As perguntas brotaram como o gás de um gasoduto rompido. Mas não houve respostas. Exceto em uma coisa sobre a qual todos os “especialistas” foram unânimes: que tudo é muito complicado. E que, para citar a célebre frase de Winston Churchill, a Rússia é “um enigma dentro de um enigma envolto em um mistério”.
Escusado será dizer que tais pérolas de sabedoria não nos levam muito longe. Além disso, um pouco de reflexão servirá para resolver todos os mistérios e enigmas. Mostrará que, longe de ser extremamente complicado, o que ocorreu não é um enigma ou um mistério, mas algo realmente muito simples.
Quem era Prigozhin?
Yevgeny Viktorovich Prigozhin era membro da oligarquia russa. Conhecido internacionalmente como o líder do grupo mercenário Wagner, ele ascendeu de uma posição humilde na vida (diz-se que certa vez vendeu cachorros-quentes em Petersburgo) para uma posição elevada entre a camarilha governante do Kremlin, tornando-se um confidente próximo de Vladimir Putin.
Referido desdenhosamente pelos seus inimigos como “o chef de cuisine de Putin”, ele era dono de restaurantes e empresas de catering que prestavam serviços ao próprio Kremlin. Mas, como Lênin certa vez alertou sobre Stalin: este era um cozinheiro que servia pratos apimentados.
Prigozhin era o arquétipo do alpinista social: um vigarista ambicioso que desenvolveu uma habilidade especial para escalar o poste escorregadio que levava às vertiginosas alturas do poder estatal no período caótico que se seguiu ao colapso da União Soviética.
Começou a sua ascensão pelo degrau mais baixo da escada, como alguém bem familiarizado com o interior de uma prisão soviética – não por qualquer resistência heroica ao regime stalinista, mas apenas como um pequeno criminoso.
Sua habilidade como escalador social foi superada apenas pelo homem que mais tarde se tornou seu mestre, amigo e confidente: Vladimir Vladimirovich Putin. E embora tenham seguido dois caminhos muito diferentes para chegar ao poder – um como um pequeno criminoso; o outro, como oficial subalterno da KGB – eram moral e psicologicamente do mesmo tipo: oportunistas sem princípios e carreiristas com egos e ambições descomunais à altura.
Um regime bonapartista
Desde a queda da União Soviética, a Rússia tem vivido uma contrarrevolução em todos os sentidos da palavra. Esta não é apenas uma questão da destruição da economia planificada nacionalizada. Houve um retrocesso colossal da cultura em todos os sentidos da palavra.

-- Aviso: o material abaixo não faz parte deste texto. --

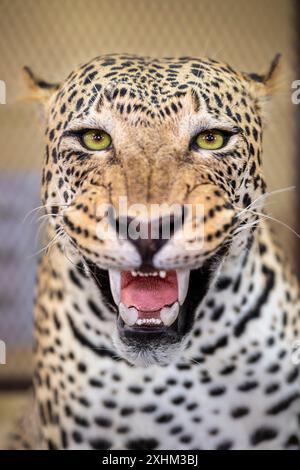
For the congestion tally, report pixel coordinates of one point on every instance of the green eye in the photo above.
(211, 140)
(96, 140)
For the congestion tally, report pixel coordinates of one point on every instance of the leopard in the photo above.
(178, 338)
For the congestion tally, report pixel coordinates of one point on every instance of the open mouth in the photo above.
(149, 299)
(154, 305)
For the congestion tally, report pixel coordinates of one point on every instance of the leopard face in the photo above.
(181, 135)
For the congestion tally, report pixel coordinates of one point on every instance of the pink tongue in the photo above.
(149, 293)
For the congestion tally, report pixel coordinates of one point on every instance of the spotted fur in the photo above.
(231, 382)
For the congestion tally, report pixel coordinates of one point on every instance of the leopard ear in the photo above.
(268, 83)
(38, 89)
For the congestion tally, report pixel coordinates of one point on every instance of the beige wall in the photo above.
(53, 36)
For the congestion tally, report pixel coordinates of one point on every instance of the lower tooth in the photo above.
(129, 315)
(169, 314)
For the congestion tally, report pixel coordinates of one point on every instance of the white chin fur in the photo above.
(169, 314)
(129, 315)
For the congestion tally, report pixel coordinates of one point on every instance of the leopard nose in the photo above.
(150, 236)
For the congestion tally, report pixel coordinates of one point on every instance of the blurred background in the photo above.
(54, 37)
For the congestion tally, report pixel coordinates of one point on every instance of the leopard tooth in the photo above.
(169, 314)
(129, 315)
(183, 277)
(115, 284)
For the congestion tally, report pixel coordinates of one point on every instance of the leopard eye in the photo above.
(96, 140)
(211, 139)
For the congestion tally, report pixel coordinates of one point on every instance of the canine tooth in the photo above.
(129, 315)
(183, 277)
(115, 284)
(169, 314)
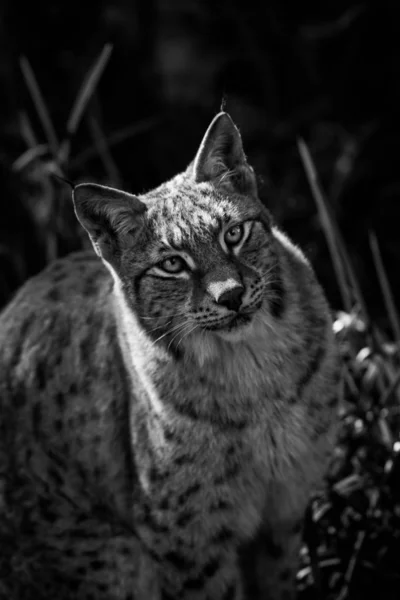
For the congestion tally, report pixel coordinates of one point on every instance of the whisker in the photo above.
(175, 336)
(186, 334)
(171, 330)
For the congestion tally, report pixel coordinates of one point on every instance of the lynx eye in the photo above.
(234, 235)
(173, 264)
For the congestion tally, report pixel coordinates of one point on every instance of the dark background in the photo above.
(328, 71)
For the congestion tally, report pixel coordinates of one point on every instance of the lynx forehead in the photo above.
(168, 406)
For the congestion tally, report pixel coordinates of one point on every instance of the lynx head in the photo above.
(195, 257)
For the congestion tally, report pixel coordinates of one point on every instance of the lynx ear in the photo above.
(109, 216)
(221, 159)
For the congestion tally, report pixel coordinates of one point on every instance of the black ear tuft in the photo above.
(108, 215)
(221, 158)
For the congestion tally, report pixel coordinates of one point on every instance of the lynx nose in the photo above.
(232, 299)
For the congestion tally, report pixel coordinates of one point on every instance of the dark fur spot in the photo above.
(220, 505)
(53, 473)
(167, 596)
(60, 400)
(59, 275)
(185, 518)
(286, 574)
(40, 374)
(312, 368)
(36, 419)
(98, 565)
(90, 285)
(19, 397)
(224, 535)
(185, 459)
(58, 425)
(150, 521)
(297, 527)
(332, 401)
(198, 583)
(179, 561)
(213, 418)
(53, 294)
(46, 511)
(73, 389)
(190, 491)
(86, 346)
(277, 298)
(230, 473)
(229, 593)
(273, 549)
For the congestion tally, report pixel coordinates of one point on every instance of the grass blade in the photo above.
(27, 133)
(100, 142)
(385, 286)
(326, 223)
(40, 104)
(87, 89)
(118, 137)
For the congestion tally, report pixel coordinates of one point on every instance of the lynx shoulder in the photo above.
(167, 403)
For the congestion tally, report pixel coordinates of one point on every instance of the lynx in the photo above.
(168, 402)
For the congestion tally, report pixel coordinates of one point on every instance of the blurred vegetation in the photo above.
(122, 92)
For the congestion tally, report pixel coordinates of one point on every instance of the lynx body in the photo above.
(168, 406)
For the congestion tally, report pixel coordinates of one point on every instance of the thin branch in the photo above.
(40, 105)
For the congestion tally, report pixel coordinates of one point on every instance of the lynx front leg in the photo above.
(270, 561)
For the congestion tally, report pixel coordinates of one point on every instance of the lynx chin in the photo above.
(167, 402)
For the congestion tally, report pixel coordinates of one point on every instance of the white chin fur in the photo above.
(237, 334)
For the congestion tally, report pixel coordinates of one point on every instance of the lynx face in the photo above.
(195, 257)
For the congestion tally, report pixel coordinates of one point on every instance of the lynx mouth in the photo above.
(235, 322)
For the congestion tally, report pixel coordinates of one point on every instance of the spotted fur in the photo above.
(168, 406)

A oligarquia burguesa que agora governa a Rússia enriqueceu-se através da pilhagem da riqueza do Estado soviético. Mas os oligarcas lutam constantemente por uma parcela maior desta riqueza. Eles exigem um “Homem Forte” para manter a ordem e proteger os seus interesses. O nome deste “Homem Forte” é Vladimir Putin.
O palhaço bêbado Boris Yeltsin foi persuadido a renunciar em favor de Vladimir Putin.
O regime de Putin é um regime de bonapartismo burguês. Pode tentar equilibrar diferentes classes e facções, mas, em última análise, baseia-se na violência organizada do Estado e nos órgãos de repressão do Estado. Mas esta base é demasiado estreita para garantir a estabilidade do regime. Putin precisa criar pontos de apoio adicionais.
Ele próprio acumulou uma vasta fortuna através de todos os tipos de negócios obscuros, fraudes, roubos e corrupção. Isto significa que ele não pode perder o poder, com medo de acabar na prisão. Ele deve agarrar-se ao poder por todos os meios à sua disposição.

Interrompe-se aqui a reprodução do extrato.